As shown in Figure 11, the content of PLA is set as constant, when the shellac content increases and the ratio of the total content of PLA to the content of shellac is less than 2, the normalized resistance change rate decreases. This indicates that during the treatment of alcoholic vapor with a low molecular weight, when the content of PLA is constant, the increase of shellac content will reduce the transparency of the treated membrane. However, there was no significant change in the response time of the membrane to alcoholic vapor with a low molecular weight. Therefore, changing the shellac content in the PLA/shellac/PLA sandwich-structural membrane does not have a significant impact on the response time of the composite membrane to alcoholic vapor with a low molecular weight.

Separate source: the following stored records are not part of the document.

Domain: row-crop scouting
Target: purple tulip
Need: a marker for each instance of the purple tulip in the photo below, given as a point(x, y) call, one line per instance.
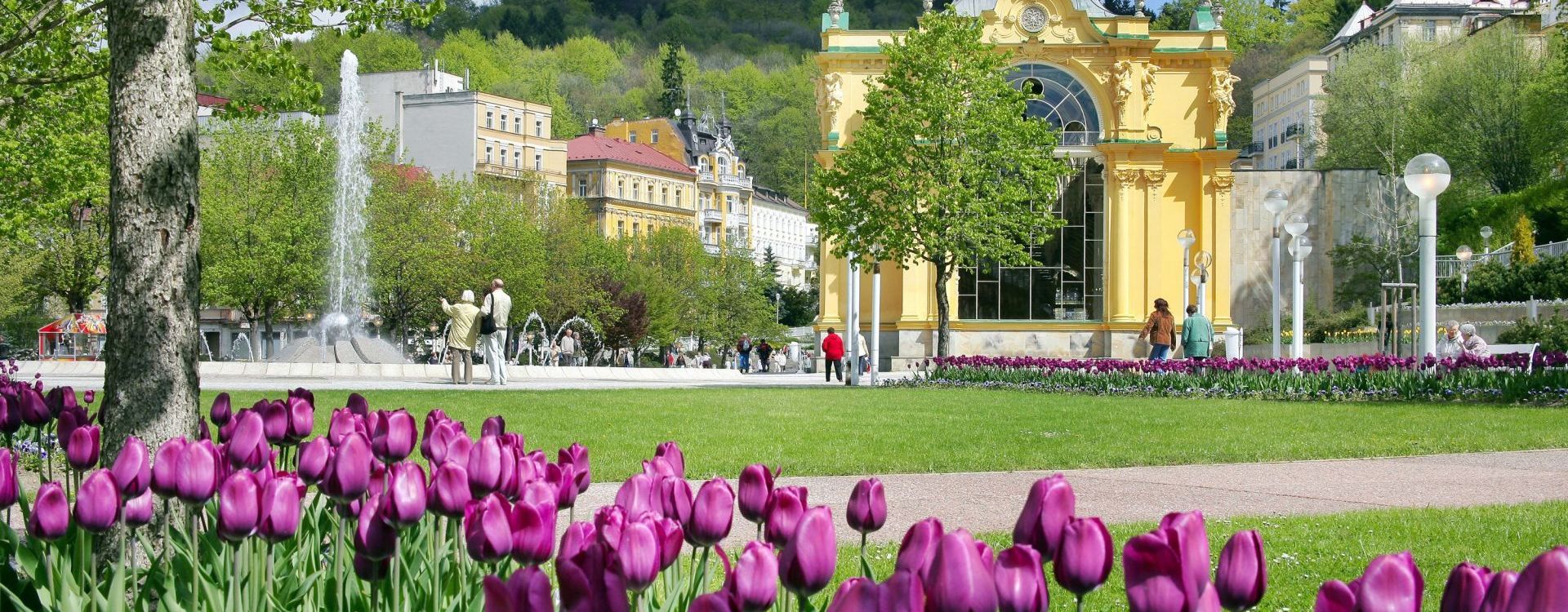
point(756, 578)
point(238, 506)
point(959, 581)
point(639, 554)
point(10, 486)
point(221, 410)
point(196, 477)
point(98, 501)
point(1084, 556)
point(532, 531)
point(1049, 506)
point(279, 512)
point(867, 508)
point(756, 492)
point(449, 490)
point(671, 455)
point(1242, 574)
point(487, 530)
point(405, 494)
point(138, 509)
point(1465, 591)
point(857, 595)
point(82, 450)
point(783, 516)
point(1499, 591)
point(315, 459)
point(1544, 584)
point(813, 553)
point(392, 436)
point(1334, 596)
point(1019, 581)
point(920, 547)
point(51, 516)
point(528, 591)
point(350, 470)
point(132, 468)
point(712, 511)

To further test the response to different concentration of methanol (ethanol) in water solution, we designed a setup in which the alcohol solution was atomized using a atomizing generator and passed through a box to reach the PLA/shellac/PLA sandwich-structural membrane. At the same time, the laser was laterally passing through the sandwich and reaching the photoresistor. The resistance change was recorded using a multimeter and computer. The results are shown in Figure 12. From the figure, one can see that the smallest concentration of methanol (ethanol) in water is 10 wt% (10 wt%), which lead to a normalized resistance change of 67.09% (64.57%) for methanol (ethanol), compared to the value of 99.62% (98.91%) for 100 wt% (100 wt%) of methanol (ethanol).

4. Conclusions

In conclusion, a PLA/shellac/PLA sandwich composite electrospun fiber membrane was prepared for sensing alcoholic vapor with a low molecular weight. In addition, the morphology, structure, chemical properties and response of a PLA/shellac/PLA sandwich composite membrane to the alcoholic vapor with a low molecular weight were examined. It was found that the PLA/shellac/PLA sandwich composite membrane exhibited a good response to the alcoholic vapor with a low molecular weight, especially for the methanol vapor. The transparency of the PLA/shellac/PLA sandwich membrane increases upon exposure to the alcoholic vapor with a low molecular weight. The morphology of the PLA nanofiber membrane on the PLA/shellac/PLA sandwich composite membrane does not change, however, the shellac nanofiber membrane dissolved and slowly passed through the gap between the PLA fiber membranes. Until a gap-filling coating was formed on the surface of the film, the light scattering of the film was reduced, and the transparency of the film was enhanced. Therefore, the PLA/shellac/PLA sandwich composite membrane shows great potential for alcoholic vapor sensing.